Inbred Versus Outbred Strains

Source: Mouse Genome Informatics email list.


We recently found a treatment that protected B6 (inbred) mice against hypoxia. When we tested the same treatment with ICR (outbred) mice, however, we obtained largely scattered results. Some ICR mice were already relatively resistant to hypoxia without the treatment, while others were still vulnerable even with the treatment. With my limited knowledge in genetics, I understand that the ICR results are more or less expected because of diversity in gene functions in individual outbred mice (could anyone expand on this topic in terms of mouse genetics?). But don't we human beings resemble ICR more than B6? Does the thirst for "clinical relevance" diminish the significance of our finding in B6? Any advice would be appreciated.


I can reply to your question from the perspective of someone using animal models in drug development.

You've fallen into what has been a long-running debate in drug development circles. An individual investigator's preference likely depends on what point in the drug development process they are involved, from target validation to preclincal disease models to toxicology. The further downstream, the more interest there often is in outbred animals.

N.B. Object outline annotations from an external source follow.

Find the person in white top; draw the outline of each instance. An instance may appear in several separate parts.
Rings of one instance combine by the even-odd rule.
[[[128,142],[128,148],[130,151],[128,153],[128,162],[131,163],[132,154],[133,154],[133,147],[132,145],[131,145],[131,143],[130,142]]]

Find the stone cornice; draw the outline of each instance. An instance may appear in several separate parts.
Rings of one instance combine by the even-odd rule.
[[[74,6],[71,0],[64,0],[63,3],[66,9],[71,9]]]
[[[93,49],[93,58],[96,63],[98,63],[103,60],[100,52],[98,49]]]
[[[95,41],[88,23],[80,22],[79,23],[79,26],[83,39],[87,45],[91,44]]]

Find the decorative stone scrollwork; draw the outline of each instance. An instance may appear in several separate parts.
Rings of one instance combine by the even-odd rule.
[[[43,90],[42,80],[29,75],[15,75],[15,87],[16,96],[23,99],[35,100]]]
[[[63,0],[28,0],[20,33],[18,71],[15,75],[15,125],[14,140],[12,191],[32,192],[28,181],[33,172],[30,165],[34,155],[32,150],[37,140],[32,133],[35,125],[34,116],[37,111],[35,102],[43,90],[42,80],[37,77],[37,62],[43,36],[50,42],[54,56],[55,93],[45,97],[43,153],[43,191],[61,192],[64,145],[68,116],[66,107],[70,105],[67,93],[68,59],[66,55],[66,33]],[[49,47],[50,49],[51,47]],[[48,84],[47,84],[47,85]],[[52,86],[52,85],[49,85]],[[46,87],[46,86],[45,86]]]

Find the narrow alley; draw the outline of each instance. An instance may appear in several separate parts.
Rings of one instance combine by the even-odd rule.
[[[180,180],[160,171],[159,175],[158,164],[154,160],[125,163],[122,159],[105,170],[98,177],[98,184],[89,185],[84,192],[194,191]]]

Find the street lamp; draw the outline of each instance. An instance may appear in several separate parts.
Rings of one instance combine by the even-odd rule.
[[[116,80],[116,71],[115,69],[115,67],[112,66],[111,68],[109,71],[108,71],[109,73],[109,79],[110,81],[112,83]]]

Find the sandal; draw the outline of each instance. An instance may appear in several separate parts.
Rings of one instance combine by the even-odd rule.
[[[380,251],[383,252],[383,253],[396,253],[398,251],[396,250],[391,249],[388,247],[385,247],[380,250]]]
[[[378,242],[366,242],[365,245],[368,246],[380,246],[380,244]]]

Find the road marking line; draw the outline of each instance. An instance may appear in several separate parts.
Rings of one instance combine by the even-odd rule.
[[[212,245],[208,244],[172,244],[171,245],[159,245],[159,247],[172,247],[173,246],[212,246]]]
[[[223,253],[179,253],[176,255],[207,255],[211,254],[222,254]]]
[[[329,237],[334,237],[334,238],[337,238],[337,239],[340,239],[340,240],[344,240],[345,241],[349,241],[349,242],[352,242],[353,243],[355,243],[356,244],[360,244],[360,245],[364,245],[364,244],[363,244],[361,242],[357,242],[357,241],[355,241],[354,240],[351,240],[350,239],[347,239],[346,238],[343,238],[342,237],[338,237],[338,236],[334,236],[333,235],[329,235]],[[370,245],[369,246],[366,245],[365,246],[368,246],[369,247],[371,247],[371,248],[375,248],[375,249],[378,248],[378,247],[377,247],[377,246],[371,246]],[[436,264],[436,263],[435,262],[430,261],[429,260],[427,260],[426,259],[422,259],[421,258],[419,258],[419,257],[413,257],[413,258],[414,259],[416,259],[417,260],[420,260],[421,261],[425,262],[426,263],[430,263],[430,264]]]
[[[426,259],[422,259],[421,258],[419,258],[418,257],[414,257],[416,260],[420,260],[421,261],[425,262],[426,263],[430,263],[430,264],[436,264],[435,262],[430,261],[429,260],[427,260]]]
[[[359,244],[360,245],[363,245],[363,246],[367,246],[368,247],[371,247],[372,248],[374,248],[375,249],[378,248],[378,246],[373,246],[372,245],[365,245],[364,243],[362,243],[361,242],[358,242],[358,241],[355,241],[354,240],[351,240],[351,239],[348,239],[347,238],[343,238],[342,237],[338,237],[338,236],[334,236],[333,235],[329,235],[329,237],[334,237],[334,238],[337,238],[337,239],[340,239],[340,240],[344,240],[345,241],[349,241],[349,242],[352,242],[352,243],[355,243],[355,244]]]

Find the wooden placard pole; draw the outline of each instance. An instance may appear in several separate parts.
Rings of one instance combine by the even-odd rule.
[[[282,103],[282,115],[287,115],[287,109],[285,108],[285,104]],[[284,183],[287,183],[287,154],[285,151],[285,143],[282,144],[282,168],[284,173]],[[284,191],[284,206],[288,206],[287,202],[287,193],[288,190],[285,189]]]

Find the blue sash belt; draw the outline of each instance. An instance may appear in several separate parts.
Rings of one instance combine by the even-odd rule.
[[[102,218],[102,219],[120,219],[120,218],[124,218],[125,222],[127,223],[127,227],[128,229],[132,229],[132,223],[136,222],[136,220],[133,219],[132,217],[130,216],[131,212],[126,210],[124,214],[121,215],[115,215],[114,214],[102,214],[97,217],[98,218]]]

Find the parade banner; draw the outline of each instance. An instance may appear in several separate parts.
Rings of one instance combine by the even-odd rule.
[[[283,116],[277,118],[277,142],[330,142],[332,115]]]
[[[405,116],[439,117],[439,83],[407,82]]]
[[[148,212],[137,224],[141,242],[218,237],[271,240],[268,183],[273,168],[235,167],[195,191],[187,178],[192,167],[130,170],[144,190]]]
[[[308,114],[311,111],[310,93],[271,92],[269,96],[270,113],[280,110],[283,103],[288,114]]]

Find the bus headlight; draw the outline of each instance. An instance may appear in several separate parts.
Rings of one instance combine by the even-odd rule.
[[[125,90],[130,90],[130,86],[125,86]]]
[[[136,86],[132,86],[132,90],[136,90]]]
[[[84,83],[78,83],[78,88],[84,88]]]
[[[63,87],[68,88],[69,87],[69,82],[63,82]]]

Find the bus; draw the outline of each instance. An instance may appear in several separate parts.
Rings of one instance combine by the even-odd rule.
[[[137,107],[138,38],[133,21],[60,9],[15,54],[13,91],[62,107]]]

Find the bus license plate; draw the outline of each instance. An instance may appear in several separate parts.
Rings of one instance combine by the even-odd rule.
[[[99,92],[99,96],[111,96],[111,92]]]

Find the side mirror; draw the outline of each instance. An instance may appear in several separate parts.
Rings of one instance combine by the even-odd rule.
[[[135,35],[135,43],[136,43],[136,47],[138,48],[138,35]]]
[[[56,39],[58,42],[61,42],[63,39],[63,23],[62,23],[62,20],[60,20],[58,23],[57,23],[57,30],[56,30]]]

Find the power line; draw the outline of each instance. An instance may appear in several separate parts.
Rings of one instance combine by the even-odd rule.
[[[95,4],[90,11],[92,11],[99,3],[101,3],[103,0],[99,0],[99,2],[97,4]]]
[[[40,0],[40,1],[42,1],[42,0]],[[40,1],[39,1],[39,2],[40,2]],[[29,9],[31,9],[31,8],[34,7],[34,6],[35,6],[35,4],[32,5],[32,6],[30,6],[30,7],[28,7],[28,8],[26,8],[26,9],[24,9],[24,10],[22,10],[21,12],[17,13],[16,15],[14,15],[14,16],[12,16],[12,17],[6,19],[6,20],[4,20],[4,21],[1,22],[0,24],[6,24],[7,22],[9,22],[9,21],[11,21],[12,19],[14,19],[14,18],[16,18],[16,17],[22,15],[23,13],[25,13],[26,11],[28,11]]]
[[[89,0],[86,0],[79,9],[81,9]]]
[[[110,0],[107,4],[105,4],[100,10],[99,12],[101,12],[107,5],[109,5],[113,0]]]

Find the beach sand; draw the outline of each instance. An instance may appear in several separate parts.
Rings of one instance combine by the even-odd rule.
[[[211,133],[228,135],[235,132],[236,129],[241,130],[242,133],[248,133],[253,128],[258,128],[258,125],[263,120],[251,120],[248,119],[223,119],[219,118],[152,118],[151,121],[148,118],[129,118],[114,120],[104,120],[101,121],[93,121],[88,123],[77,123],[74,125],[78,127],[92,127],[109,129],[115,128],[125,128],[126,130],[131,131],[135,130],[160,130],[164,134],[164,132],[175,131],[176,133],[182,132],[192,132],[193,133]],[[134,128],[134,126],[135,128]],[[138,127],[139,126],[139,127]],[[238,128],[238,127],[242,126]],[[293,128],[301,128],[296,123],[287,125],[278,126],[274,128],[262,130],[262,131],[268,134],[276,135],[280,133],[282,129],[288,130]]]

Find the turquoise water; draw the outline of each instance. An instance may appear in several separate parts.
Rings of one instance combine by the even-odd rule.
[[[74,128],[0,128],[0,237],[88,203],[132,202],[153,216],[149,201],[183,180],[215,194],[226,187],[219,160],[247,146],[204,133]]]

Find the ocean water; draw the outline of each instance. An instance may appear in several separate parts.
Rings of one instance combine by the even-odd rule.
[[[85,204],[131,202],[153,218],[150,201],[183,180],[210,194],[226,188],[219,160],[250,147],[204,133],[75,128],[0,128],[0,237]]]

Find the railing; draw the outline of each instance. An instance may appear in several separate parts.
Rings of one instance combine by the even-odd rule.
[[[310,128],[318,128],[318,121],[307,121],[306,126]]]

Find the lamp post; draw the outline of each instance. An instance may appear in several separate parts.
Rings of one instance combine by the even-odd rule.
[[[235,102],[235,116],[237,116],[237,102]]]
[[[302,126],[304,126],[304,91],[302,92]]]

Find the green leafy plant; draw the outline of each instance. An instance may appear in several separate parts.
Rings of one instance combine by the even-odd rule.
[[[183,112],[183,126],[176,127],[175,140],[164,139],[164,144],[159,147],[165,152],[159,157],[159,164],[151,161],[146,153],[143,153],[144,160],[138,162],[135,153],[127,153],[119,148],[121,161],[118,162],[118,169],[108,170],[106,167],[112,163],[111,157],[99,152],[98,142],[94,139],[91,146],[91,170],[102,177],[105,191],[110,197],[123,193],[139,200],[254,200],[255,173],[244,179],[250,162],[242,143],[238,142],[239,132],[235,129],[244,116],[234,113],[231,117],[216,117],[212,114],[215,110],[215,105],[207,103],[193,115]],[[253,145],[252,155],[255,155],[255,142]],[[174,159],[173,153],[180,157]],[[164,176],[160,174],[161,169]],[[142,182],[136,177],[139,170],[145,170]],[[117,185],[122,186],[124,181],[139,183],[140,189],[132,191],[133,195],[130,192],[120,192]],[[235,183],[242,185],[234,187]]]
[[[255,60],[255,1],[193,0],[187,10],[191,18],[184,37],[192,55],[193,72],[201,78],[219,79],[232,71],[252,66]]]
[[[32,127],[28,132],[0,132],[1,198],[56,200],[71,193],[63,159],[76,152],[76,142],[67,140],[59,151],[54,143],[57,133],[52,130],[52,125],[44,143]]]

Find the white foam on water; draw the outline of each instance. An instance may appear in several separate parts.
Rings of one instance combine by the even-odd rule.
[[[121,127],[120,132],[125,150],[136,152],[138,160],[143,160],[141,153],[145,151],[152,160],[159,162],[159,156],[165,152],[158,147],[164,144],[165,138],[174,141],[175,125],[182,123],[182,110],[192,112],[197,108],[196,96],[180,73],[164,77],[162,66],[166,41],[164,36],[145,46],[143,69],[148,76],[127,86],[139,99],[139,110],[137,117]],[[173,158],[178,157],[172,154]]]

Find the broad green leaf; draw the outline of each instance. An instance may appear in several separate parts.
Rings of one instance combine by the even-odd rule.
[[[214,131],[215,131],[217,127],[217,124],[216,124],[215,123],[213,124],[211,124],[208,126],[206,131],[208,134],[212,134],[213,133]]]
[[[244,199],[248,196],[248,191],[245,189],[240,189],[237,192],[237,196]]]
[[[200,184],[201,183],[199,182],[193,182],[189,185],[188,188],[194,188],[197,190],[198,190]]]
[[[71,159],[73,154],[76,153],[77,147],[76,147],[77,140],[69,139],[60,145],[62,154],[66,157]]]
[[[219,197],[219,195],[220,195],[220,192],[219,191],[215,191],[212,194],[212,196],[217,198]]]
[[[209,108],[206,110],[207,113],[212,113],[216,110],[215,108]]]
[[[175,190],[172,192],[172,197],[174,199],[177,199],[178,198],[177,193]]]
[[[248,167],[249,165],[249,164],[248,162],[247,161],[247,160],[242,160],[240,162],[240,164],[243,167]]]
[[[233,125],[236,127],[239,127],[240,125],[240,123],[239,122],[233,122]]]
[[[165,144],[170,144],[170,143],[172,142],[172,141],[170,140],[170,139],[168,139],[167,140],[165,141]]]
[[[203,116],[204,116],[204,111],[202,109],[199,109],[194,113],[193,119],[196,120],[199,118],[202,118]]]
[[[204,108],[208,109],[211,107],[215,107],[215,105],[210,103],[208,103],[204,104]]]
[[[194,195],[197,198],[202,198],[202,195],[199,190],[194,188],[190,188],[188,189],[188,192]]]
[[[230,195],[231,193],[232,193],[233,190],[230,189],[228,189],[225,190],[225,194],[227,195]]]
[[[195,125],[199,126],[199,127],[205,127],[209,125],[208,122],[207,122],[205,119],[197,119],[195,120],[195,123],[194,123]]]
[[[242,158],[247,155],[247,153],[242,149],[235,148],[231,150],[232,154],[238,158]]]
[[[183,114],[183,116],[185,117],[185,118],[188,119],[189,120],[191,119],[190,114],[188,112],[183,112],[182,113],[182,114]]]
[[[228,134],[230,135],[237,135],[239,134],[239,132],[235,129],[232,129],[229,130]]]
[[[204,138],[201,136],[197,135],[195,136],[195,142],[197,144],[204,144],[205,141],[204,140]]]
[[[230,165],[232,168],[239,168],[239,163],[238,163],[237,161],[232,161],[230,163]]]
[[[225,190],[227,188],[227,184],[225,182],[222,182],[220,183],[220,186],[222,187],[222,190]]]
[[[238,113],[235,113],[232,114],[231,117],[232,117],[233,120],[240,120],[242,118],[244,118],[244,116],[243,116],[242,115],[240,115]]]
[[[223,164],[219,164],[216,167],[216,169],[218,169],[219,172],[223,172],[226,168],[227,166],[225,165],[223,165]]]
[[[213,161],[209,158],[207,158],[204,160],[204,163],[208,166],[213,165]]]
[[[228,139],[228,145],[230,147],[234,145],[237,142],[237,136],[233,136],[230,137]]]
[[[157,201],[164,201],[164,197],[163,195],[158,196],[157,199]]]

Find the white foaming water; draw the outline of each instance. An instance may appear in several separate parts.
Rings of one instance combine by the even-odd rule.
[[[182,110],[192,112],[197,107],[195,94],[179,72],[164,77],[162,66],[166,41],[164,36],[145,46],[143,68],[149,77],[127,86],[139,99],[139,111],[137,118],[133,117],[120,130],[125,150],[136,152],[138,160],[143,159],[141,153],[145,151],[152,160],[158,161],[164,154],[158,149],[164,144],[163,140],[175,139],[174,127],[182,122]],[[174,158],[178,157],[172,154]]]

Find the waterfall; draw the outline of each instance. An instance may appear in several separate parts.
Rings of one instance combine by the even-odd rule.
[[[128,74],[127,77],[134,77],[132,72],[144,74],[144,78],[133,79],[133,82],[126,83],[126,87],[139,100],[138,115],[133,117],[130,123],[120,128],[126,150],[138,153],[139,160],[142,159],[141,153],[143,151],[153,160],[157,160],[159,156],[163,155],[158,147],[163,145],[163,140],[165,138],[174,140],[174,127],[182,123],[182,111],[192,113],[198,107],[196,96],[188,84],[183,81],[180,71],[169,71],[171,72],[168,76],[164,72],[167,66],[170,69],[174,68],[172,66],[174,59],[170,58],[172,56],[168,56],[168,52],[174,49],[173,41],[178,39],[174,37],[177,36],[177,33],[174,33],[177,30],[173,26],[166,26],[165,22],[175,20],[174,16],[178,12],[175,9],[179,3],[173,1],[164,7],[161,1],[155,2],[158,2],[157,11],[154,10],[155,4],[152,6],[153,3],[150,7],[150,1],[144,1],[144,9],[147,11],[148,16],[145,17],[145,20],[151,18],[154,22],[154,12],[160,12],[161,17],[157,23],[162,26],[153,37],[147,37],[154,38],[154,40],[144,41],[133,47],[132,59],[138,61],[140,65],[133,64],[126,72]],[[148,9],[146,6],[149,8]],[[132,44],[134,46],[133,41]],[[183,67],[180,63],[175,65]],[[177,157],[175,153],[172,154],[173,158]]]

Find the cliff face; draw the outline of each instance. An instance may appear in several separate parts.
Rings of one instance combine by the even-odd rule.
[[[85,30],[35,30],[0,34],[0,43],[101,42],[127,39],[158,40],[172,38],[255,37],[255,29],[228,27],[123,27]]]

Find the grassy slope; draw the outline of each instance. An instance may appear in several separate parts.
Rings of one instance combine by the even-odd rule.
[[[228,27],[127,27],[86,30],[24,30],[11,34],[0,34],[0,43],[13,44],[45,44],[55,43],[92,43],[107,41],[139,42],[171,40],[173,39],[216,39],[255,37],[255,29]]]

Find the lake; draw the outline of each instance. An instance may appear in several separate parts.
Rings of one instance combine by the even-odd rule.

You are correct in saying that one of the perceived advantages of using outbred strains is that they supposedly more accurately mimic what one would find in humans. From the perspective of drug development, this would make it more likely that one could find evidence of genotype-dependent toxicity (a common reason for a drug to fail, so something one would want to find evidence of as soon as possible), as well as facilitate the identification of biomarkers that could prove useful or pharmacogenomics or to initiate a hunt for new targets through mapping QTLs. Incidentally, such heterogeneity in humans is likely explains at least in part why most drugs only work in ~30% of patients, which is why there is so much interest in identifying markers that can place patients into responding and non-responding groups.

The disadvantage of outbred strains, as you have discovered, it that one's results may be much more irreproducible. And depending on the strength of the effect, you may miss it entirely (of course, the same can happen if you choose the wrong inbred strain for your studies). Increased numbers of animal are often required to overcome this.

An additional factoid to consider is that it has generally been under-appreciated just how inbred most outbred strains actually are. I recently heard Howard Jacob (Medical College of Wisconsin) give a talk in which he showed that in Sprague Dawley rats ~one-third of the genome was fully inbred, and the average number of alleles for most loci was only 2(whereas in a panel of 48 different inbred strains, the total available diversity averaged around 6 alleles/locus). Based on this, he has come up with a combinatorial intercrossing strategy between 4 strains that results in greater diversity.

As someone who works in target validation (using animal models to show that a particular drug target is likely to affect a disease of interest, so as to justify further downstream development), it is my bias that inbred models are the best way to go. The mouse is clearly a reasonable, but far from perfect model of human disease. As they say, it is easy to cure a mouse of cancer, but a lot of those therapies don't end up working in humans. Given this, I'd much rather be able to rapidly obtain reproducible results in the mouse, and then go on and do the real experiment in humans. Focusing on genetic diversity in a mouse model of disease may be putting the cart before the horse in many cases.

Bottom line: if we had your results, we would ignore the outbred model and use the positive results in the inbred model to justify further drug development work. I'm certain most companies would do the same.

-Kevin P. Foley (Millennium Pharmaceuticals, Inc.)

Banbury Conference on Genetic Background in Mice (1997). Mutant mice and neuroscience: recommendations concerning genetic background. Neuron 19, 755-759.